They
grew up together
Pioveva ormai da giorni e la morsa del freddo si faceva
sentire. Le finestre illuminate dalla luce delle candele indicavano
che gli abitanti del Distretto 12 trascorrevano il tempo in casa, al
riparo dalla furia del cielo. I negozi erano tutti chiusi, i
commercianti non si aspettavano certo di poter vendere qualcosa,
visto che in giro non c'era anima viva.
Katniss sorseggiava il suo tè alla menta seduta
sulla poltrona, fissando con sguardo assente il fuoco appena acceso.

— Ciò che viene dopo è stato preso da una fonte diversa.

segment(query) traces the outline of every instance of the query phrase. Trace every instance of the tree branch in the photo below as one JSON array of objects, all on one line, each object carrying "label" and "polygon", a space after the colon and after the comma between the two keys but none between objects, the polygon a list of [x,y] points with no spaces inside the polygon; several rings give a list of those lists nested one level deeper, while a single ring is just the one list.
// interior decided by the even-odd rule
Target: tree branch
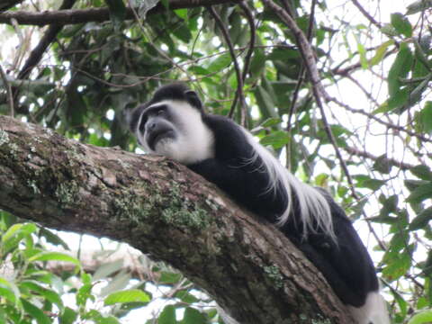
[{"label": "tree branch", "polygon": [[[232,0],[171,0],[169,9],[195,8],[200,6],[235,3]],[[149,10],[147,14],[154,14],[166,11],[159,3]],[[0,14],[0,22],[11,24],[11,19],[15,19],[19,24],[45,26],[51,23],[59,25],[85,23],[89,22],[102,22],[110,20],[108,8],[91,8],[76,10],[58,10],[33,13],[26,11],[6,12]],[[134,19],[131,8],[126,8],[126,20]]]},{"label": "tree branch", "polygon": [[128,242],[182,271],[241,322],[351,322],[281,232],[186,167],[83,145],[10,117],[0,116],[0,208]]}]

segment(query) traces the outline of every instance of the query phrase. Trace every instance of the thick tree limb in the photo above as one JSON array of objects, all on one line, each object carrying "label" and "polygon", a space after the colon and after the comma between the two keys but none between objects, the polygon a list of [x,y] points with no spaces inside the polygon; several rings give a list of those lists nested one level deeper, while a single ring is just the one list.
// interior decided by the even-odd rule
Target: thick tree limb
[{"label": "thick tree limb", "polygon": [[0,116],[0,208],[128,242],[178,268],[244,323],[351,322],[278,230],[165,158],[83,145]]},{"label": "thick tree limb", "polygon": [[[200,6],[235,3],[234,0],[171,0],[169,9],[195,8]],[[166,10],[161,3],[148,11],[147,14],[160,13]],[[19,24],[45,26],[48,24],[75,24],[89,22],[102,22],[110,20],[108,8],[91,8],[76,10],[45,11],[41,13],[16,11],[0,14],[0,22],[11,23],[11,19],[16,19]],[[131,8],[126,9],[126,20],[134,19]]]}]

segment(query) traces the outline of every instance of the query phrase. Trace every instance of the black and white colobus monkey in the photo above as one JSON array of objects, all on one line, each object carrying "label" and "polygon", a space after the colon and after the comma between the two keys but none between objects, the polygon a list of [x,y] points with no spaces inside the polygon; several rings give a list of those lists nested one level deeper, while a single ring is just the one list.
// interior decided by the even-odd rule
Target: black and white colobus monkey
[{"label": "black and white colobus monkey", "polygon": [[159,88],[129,115],[148,153],[170,158],[280,230],[324,274],[359,324],[388,323],[373,262],[342,209],[301,183],[231,120],[203,112],[183,84]]}]

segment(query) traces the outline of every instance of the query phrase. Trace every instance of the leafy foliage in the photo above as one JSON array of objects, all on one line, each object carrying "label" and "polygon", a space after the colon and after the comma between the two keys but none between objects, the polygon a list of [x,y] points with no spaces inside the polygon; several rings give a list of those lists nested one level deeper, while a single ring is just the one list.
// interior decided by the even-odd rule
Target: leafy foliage
[{"label": "leafy foliage", "polygon": [[[353,220],[359,220],[359,228],[368,225],[372,238],[364,229],[361,233],[376,251],[374,258],[395,322],[430,321],[432,3],[407,3],[400,12],[391,9],[381,22],[351,4],[285,3],[309,35],[321,82],[331,94],[326,115],[317,107],[295,34],[265,3],[248,2],[249,9],[215,6],[227,40],[204,7],[173,11],[162,1],[165,10],[156,14],[157,2],[140,0],[76,1],[74,9],[106,5],[111,20],[64,26],[25,80],[17,77],[28,58],[25,44],[44,32],[22,26],[18,36],[2,27],[7,41],[19,37],[27,41],[15,41],[21,44],[15,50],[0,52],[2,66],[7,67],[7,82],[0,78],[0,83],[8,83],[14,97],[11,105],[6,86],[0,88],[0,113],[12,111],[17,118],[85,143],[135,150],[137,143],[123,127],[124,109],[145,102],[166,82],[183,80],[205,98],[209,112],[228,115],[240,84],[233,65],[237,59],[241,68],[248,67],[241,71],[247,104],[237,101],[233,118],[243,121],[297,176],[329,190]],[[136,11],[128,15],[130,4]],[[381,5],[362,4],[371,14]],[[28,6],[34,9],[30,2],[17,9]],[[48,323],[57,318],[61,323],[77,319],[115,323],[154,299],[143,289],[147,279],[130,284],[130,274],[122,272],[120,264],[102,265],[92,276],[76,258],[50,251],[40,238],[67,245],[48,230],[2,213],[1,230],[2,266],[12,265],[14,279],[0,278],[4,305],[0,321]],[[76,271],[56,274],[45,266],[51,261],[71,263]],[[162,285],[192,284],[172,270],[155,272]],[[78,283],[73,287],[71,278]],[[112,288],[98,294],[98,280]],[[214,310],[196,306],[208,301],[191,289],[173,294],[174,302],[155,316],[159,323],[217,320]],[[68,293],[75,295],[73,307],[64,304]],[[97,301],[109,310],[94,307]],[[177,320],[180,309],[183,320]],[[413,310],[419,313],[410,320]]]}]

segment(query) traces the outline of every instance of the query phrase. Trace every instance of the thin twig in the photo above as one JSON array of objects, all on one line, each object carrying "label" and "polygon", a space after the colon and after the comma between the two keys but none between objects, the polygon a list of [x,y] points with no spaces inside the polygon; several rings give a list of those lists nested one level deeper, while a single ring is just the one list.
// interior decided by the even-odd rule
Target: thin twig
[{"label": "thin twig", "polygon": [[[222,32],[223,38],[225,42],[227,43],[227,47],[230,50],[230,54],[231,55],[232,61],[234,63],[234,70],[236,71],[236,77],[237,77],[237,96],[238,97],[241,104],[241,124],[244,125],[246,122],[246,102],[245,102],[245,95],[243,94],[243,77],[241,76],[240,67],[238,65],[238,61],[237,60],[237,56],[234,50],[234,46],[232,45],[231,39],[230,38],[230,34],[228,32],[227,28],[223,24],[222,20],[216,13],[214,8],[210,5],[207,7],[210,14],[213,16],[216,23],[218,24],[220,32]],[[229,117],[232,118],[234,111],[236,109],[237,101],[234,100],[232,102],[231,109],[230,110]]]},{"label": "thin twig", "polygon": [[283,7],[276,4],[272,0],[263,0],[263,3],[266,6],[273,10],[277,14],[277,16],[294,35],[296,43],[299,47],[299,51],[304,60],[309,77],[310,78],[312,86],[315,88],[315,93],[320,97],[322,97],[324,101],[328,102],[330,100],[330,96],[327,94],[326,90],[322,86],[313,50],[303,32],[299,28],[297,22],[287,14],[285,10],[284,10]]},{"label": "thin twig", "polygon": [[248,49],[248,53],[246,54],[246,57],[245,57],[245,64],[243,67],[243,74],[242,74],[243,85],[244,85],[246,76],[248,76],[248,72],[249,72],[250,60],[252,58],[252,54],[255,49],[255,40],[256,40],[256,31],[255,27],[254,15],[252,14],[252,12],[250,11],[247,3],[244,1],[241,1],[238,4],[238,5],[241,7],[241,9],[243,9],[243,12],[245,13],[245,15],[246,15],[246,18],[248,19],[248,23],[249,24],[249,29],[250,29],[249,47]]},{"label": "thin twig", "polygon": [[[60,5],[59,10],[70,9],[74,5],[76,0],[64,0]],[[62,24],[54,23],[50,26],[45,34],[40,39],[39,44],[32,50],[29,58],[25,62],[24,66],[18,74],[18,78],[25,79],[30,76],[30,73],[34,67],[40,61],[43,54],[47,50],[48,47],[54,41],[57,34],[63,28]]]},{"label": "thin twig", "polygon": [[369,113],[369,112],[364,112],[364,110],[362,109],[355,109],[355,108],[352,108],[350,107],[349,105],[344,104],[344,103],[341,103],[339,102],[338,100],[337,100],[336,98],[332,98],[331,101],[335,104],[337,104],[338,105],[341,106],[342,108],[345,108],[346,110],[347,110],[348,112],[354,112],[354,113],[360,113],[360,114],[363,114],[364,116],[367,116],[368,118],[386,126],[387,128],[389,129],[392,129],[392,130],[398,130],[398,131],[402,131],[404,133],[407,133],[408,135],[410,136],[412,136],[412,137],[415,137],[418,140],[420,140],[421,141],[424,141],[424,142],[429,142],[429,143],[432,143],[432,139],[429,139],[429,138],[427,138],[421,134],[418,134],[418,133],[416,133],[412,130],[410,130],[409,129],[407,129],[406,127],[403,127],[403,126],[399,126],[399,125],[395,125],[393,123],[391,123],[391,122],[384,122],[381,119],[379,119],[378,117],[376,117],[374,114],[373,113]]},{"label": "thin twig", "polygon": [[4,70],[3,69],[2,66],[0,65],[0,75],[2,76],[3,84],[4,85],[4,87],[6,88],[6,93],[7,93],[7,101],[9,103],[9,108],[11,112],[11,117],[14,117],[15,114],[15,110],[14,108],[14,94],[12,94],[12,87],[11,84],[7,80],[7,76],[4,73]]},{"label": "thin twig", "polygon": [[354,5],[356,5],[357,9],[360,10],[360,13],[362,13],[363,15],[367,18],[369,22],[371,22],[373,24],[378,27],[378,29],[381,29],[382,27],[380,22],[378,22],[368,12],[364,10],[363,6],[360,5],[357,0],[351,0],[351,1],[353,2]]},{"label": "thin twig", "polygon": [[[317,4],[317,1],[313,0],[312,4],[310,4],[310,15],[309,18],[309,28],[308,28],[308,40],[310,43],[310,40],[312,38],[312,31],[313,31],[313,21],[315,19],[315,6]],[[289,12],[288,12],[289,14]],[[291,14],[290,14],[291,15]],[[299,71],[299,79],[297,80],[297,85],[295,85],[294,92],[292,93],[292,100],[291,101],[290,112],[288,113],[288,122],[286,125],[286,132],[289,132],[291,130],[291,120],[292,119],[292,115],[295,112],[295,105],[297,104],[297,99],[299,97],[300,88],[304,81],[304,64],[302,61],[300,71]]]}]

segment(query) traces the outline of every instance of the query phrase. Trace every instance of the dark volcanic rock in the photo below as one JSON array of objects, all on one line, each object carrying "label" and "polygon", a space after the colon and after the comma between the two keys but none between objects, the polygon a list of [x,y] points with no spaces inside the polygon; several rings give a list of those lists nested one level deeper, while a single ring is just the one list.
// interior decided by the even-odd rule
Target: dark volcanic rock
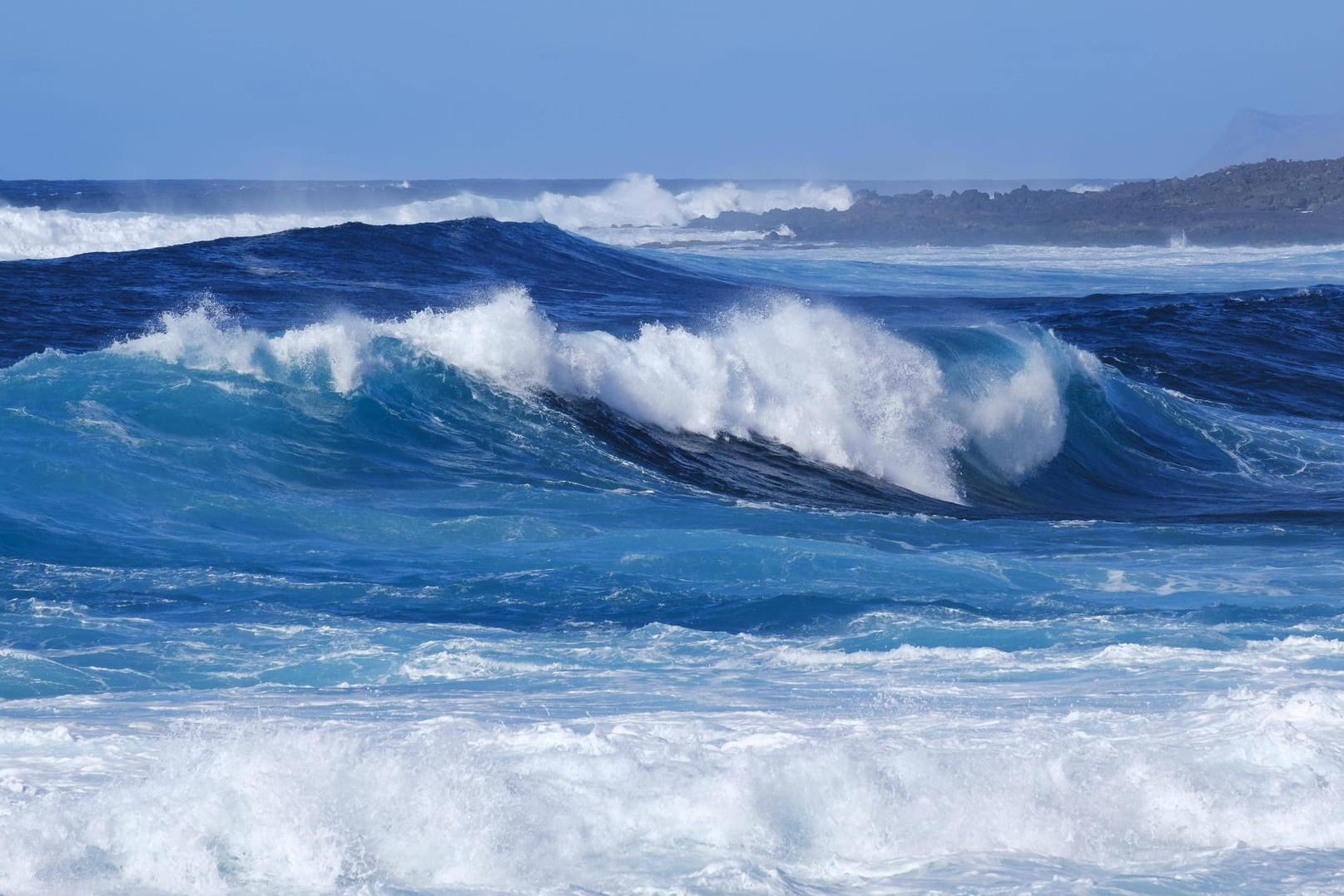
[{"label": "dark volcanic rock", "polygon": [[724,212],[692,227],[777,230],[798,239],[879,244],[1203,246],[1344,243],[1344,159],[1262,161],[1198,177],[1132,181],[1103,192],[1019,187],[989,196],[855,193],[845,211]]}]

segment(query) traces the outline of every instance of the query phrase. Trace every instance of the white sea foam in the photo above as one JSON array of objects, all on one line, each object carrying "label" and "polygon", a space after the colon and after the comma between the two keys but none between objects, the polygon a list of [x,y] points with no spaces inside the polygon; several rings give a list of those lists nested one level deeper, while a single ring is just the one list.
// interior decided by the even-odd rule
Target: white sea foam
[{"label": "white sea foam", "polygon": [[862,716],[67,721],[7,742],[0,889],[714,889],[727,865],[887,891],[976,856],[1021,885],[1039,870],[1013,857],[1086,880],[1344,849],[1335,690],[1027,711],[958,693]]},{"label": "white sea foam", "polygon": [[391,337],[505,390],[593,398],[669,431],[780,442],[800,454],[962,501],[956,453],[974,447],[1009,481],[1060,449],[1062,390],[1095,359],[1052,343],[1020,347],[1016,372],[954,392],[937,359],[883,326],[780,297],[703,333],[646,324],[633,339],[560,332],[521,289],[457,310],[344,320],[266,336],[206,305],[117,352],[267,377],[358,387],[371,341]]},{"label": "white sea foam", "polygon": [[[531,199],[501,199],[464,192],[387,208],[327,214],[94,214],[0,206],[0,261],[120,253],[223,236],[257,236],[296,227],[329,227],[344,222],[418,224],[473,216],[508,222],[544,220],[602,238],[610,228],[680,227],[694,218],[716,218],[726,211],[758,212],[800,207],[843,210],[852,201],[853,197],[844,185],[808,183],[797,187],[743,188],[723,183],[672,193],[652,176],[629,175],[591,195],[543,192]],[[688,231],[688,235],[695,234]],[[710,231],[704,236],[720,239]],[[617,232],[613,239],[625,240],[629,234]]]}]

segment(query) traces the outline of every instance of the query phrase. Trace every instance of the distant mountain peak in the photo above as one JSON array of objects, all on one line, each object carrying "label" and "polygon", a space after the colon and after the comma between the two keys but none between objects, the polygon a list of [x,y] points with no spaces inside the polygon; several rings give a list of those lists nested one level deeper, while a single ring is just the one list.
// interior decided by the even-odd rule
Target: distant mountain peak
[{"label": "distant mountain peak", "polygon": [[1344,113],[1282,116],[1242,109],[1191,173],[1284,159],[1310,161],[1344,156]]}]

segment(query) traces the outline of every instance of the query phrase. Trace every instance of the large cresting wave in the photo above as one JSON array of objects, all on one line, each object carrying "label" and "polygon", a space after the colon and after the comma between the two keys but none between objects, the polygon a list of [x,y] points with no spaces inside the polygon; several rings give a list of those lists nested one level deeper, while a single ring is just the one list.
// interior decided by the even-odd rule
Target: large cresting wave
[{"label": "large cresting wave", "polygon": [[394,345],[509,392],[594,399],[672,433],[763,439],[961,504],[961,455],[1009,482],[1028,476],[1063,445],[1068,380],[1098,368],[1048,334],[985,337],[1003,359],[964,365],[953,383],[929,348],[794,297],[730,312],[706,332],[645,324],[620,339],[562,332],[513,287],[456,310],[351,316],[278,336],[206,304],[113,351],[351,392]]}]

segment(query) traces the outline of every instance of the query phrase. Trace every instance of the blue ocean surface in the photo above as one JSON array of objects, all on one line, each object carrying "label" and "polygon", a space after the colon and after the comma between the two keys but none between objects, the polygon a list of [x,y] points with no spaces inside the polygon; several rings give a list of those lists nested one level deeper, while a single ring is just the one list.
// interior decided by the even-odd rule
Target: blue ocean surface
[{"label": "blue ocean surface", "polygon": [[3,187],[0,892],[1344,888],[1344,249]]}]

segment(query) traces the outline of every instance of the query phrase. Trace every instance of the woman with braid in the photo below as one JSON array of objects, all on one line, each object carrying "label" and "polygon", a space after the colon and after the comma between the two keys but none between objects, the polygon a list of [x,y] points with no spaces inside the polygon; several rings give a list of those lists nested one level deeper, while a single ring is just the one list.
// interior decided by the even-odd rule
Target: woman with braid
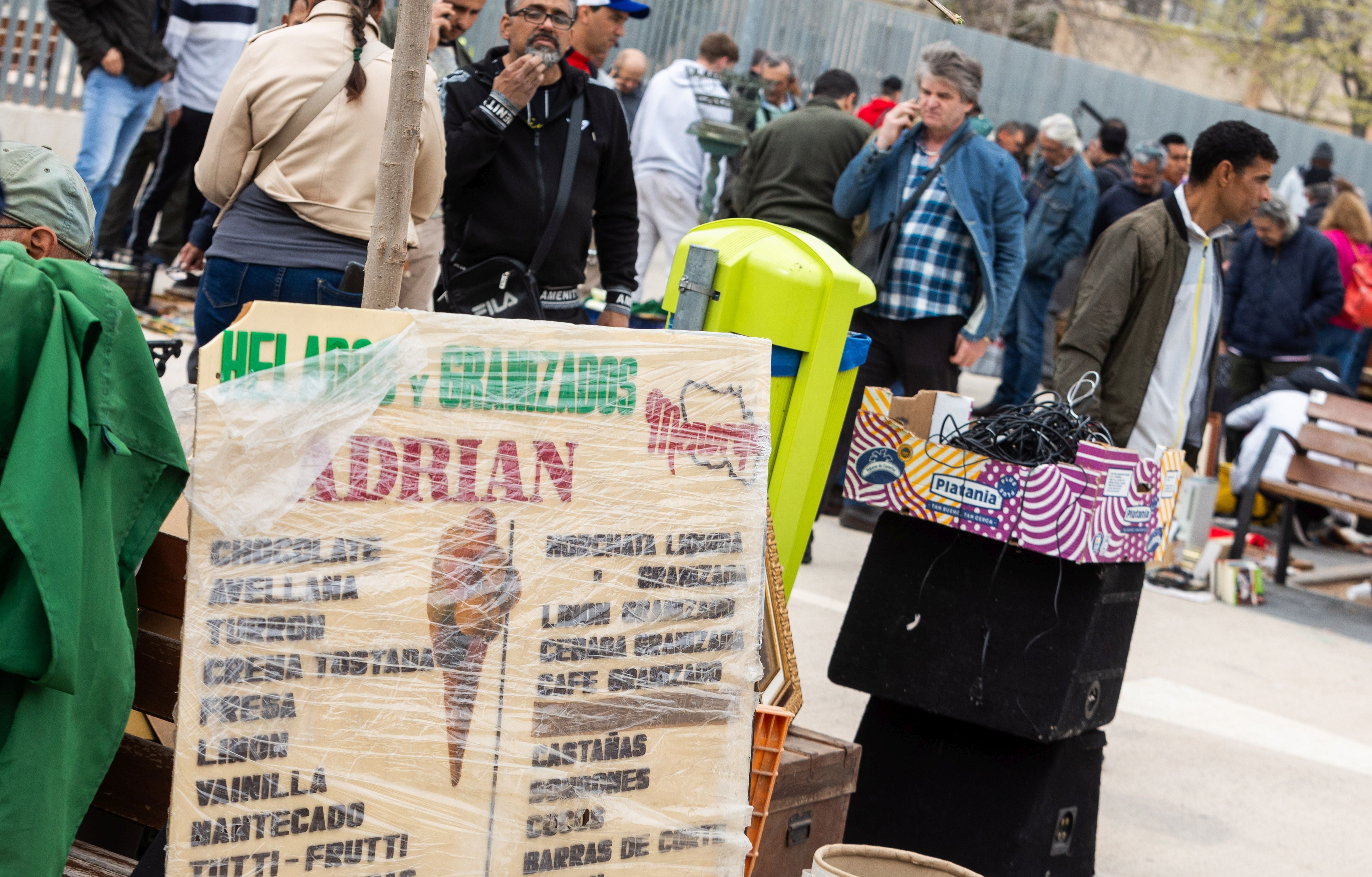
[{"label": "woman with braid", "polygon": [[[255,299],[362,303],[361,291],[339,284],[348,262],[366,264],[372,233],[391,86],[391,49],[376,23],[383,7],[314,0],[305,23],[252,37],[229,75],[195,166],[196,185],[224,207],[195,301],[199,344]],[[328,97],[318,114],[294,137],[274,137],[316,93]],[[280,150],[274,161],[268,147]],[[436,80],[425,67],[410,247],[414,224],[443,191],[443,151]]]}]

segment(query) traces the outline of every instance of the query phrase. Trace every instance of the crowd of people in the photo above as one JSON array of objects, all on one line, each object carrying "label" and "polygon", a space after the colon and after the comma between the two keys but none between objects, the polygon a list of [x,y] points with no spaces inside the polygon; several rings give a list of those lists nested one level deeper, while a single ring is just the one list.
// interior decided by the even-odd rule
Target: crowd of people
[{"label": "crowd of people", "polygon": [[[740,62],[729,34],[649,78],[637,49],[611,60],[646,4],[486,3],[432,5],[405,307],[469,306],[512,264],[542,318],[660,327],[657,247],[671,258],[702,220],[749,217],[874,280],[877,302],[853,314],[873,344],[849,424],[864,386],[955,390],[997,340],[1002,383],[980,414],[1095,371],[1091,405],[1148,454],[1199,443],[1221,353],[1235,401],[1312,361],[1361,377],[1372,334],[1343,301],[1358,266],[1372,272],[1372,220],[1327,143],[1273,194],[1276,148],[1243,122],[1194,144],[1131,144],[1118,118],[1084,143],[1062,113],[993,125],[981,63],[940,43],[866,103],[848,71],[803,93],[793,58],[757,49],[746,145],[712,161],[687,129],[740,122],[719,77]],[[255,33],[257,0],[51,8],[85,75],[75,173],[92,246],[114,222],[134,258],[155,258],[155,217],[159,237],[180,229],[180,268],[202,272],[199,343],[255,299],[359,305],[343,277],[366,262],[395,10],[298,0]],[[464,34],[483,14],[502,43],[475,55]]]}]

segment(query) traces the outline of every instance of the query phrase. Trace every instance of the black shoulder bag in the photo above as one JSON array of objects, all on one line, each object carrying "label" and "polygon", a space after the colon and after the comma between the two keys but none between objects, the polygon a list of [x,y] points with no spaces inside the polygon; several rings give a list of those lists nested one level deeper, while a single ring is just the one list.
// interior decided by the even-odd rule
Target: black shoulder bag
[{"label": "black shoulder bag", "polygon": [[[944,147],[943,155],[934,162],[934,166],[929,169],[925,178],[919,181],[915,187],[914,194],[906,199],[906,203],[900,204],[900,210],[888,222],[882,222],[877,228],[867,229],[867,236],[862,239],[862,243],[853,248],[852,264],[853,268],[862,273],[871,277],[873,284],[877,287],[878,292],[885,292],[886,284],[890,281],[890,264],[896,258],[896,243],[900,240],[900,228],[906,222],[906,217],[910,211],[915,209],[919,203],[921,195],[938,178],[938,172],[943,166],[948,163],[948,159],[962,148],[962,144],[971,140],[973,135],[963,135],[962,140],[954,143],[952,145]],[[911,159],[914,161],[914,159]]]},{"label": "black shoulder bag", "polygon": [[[447,310],[476,317],[502,317],[508,320],[542,320],[543,305],[539,302],[538,269],[553,248],[553,239],[567,213],[567,202],[572,196],[572,178],[576,176],[576,155],[582,150],[582,119],[586,118],[586,95],[578,95],[572,102],[572,122],[567,129],[567,148],[563,152],[563,176],[557,183],[557,202],[547,226],[534,251],[534,259],[524,265],[519,259],[494,255],[482,259],[471,268],[446,276],[443,295],[439,302]],[[445,274],[447,274],[445,265]]]}]

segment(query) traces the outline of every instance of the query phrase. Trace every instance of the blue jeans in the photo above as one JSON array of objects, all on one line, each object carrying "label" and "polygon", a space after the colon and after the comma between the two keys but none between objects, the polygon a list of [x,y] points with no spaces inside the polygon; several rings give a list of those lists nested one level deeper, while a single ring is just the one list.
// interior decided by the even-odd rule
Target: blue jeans
[{"label": "blue jeans", "polygon": [[1006,339],[1006,360],[1000,369],[1000,387],[992,405],[1022,405],[1033,397],[1043,375],[1043,321],[1056,277],[1025,273],[1015,292],[1000,336]]},{"label": "blue jeans", "polygon": [[340,270],[244,265],[211,257],[195,292],[195,343],[203,347],[214,340],[248,302],[361,307],[362,295],[339,290],[340,283]]},{"label": "blue jeans", "polygon": [[129,82],[128,77],[110,75],[103,67],[96,67],[86,77],[85,91],[81,93],[81,152],[77,155],[75,170],[95,203],[97,237],[104,203],[123,176],[129,152],[143,136],[143,126],[152,115],[159,91],[161,82],[140,88]]}]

Non amava la pioggia: le impediva di uscire per andare a caccia, di
trascorrere il tempo nei boschi, dove si sentiva più viva. Non
essendo più considerata un'attività illegale, la
giovane trascorreva giornate intere a uccidere selvaggina e a volte
riusciva ad accumularne così tanta da dover fare più di
un viaggio per portarla a casa.
I quei momenti riusciva a non pensare al peso che si
portava sulle spalle, a ciò che tutti immediatamente pensavano
quando la vedevano: Katniss Everdeen, la ghiandaia imitatrice, la
ragazza ribellatasi alla tirannia di Capitol City. Sapeva che la
gente la considerava un'eroina, e questo non lo sopportava. Come se
non bastasse, non tenere la mente occupata rendeva tristemente facile
pensare alla morte di sua sorella Prim.
Due leggeri colpi alla porta la svegliarono da quella
sorta di torpore in cui era scivolata, riportandola nel presente.
Appena vide chi era venuto a farle visita, subito sentì una
sensazione di calore nel petto.
Peeta Mellark era sulla soglia, i capelli biondi resi
più scuri dalla pioggia e il solito sorriso dolce e timido
sulle labbra. Lo invitò a entrare e gli tolse la giacca
fradicia. Peeta si voltò verso di lei, porgendole una sacca.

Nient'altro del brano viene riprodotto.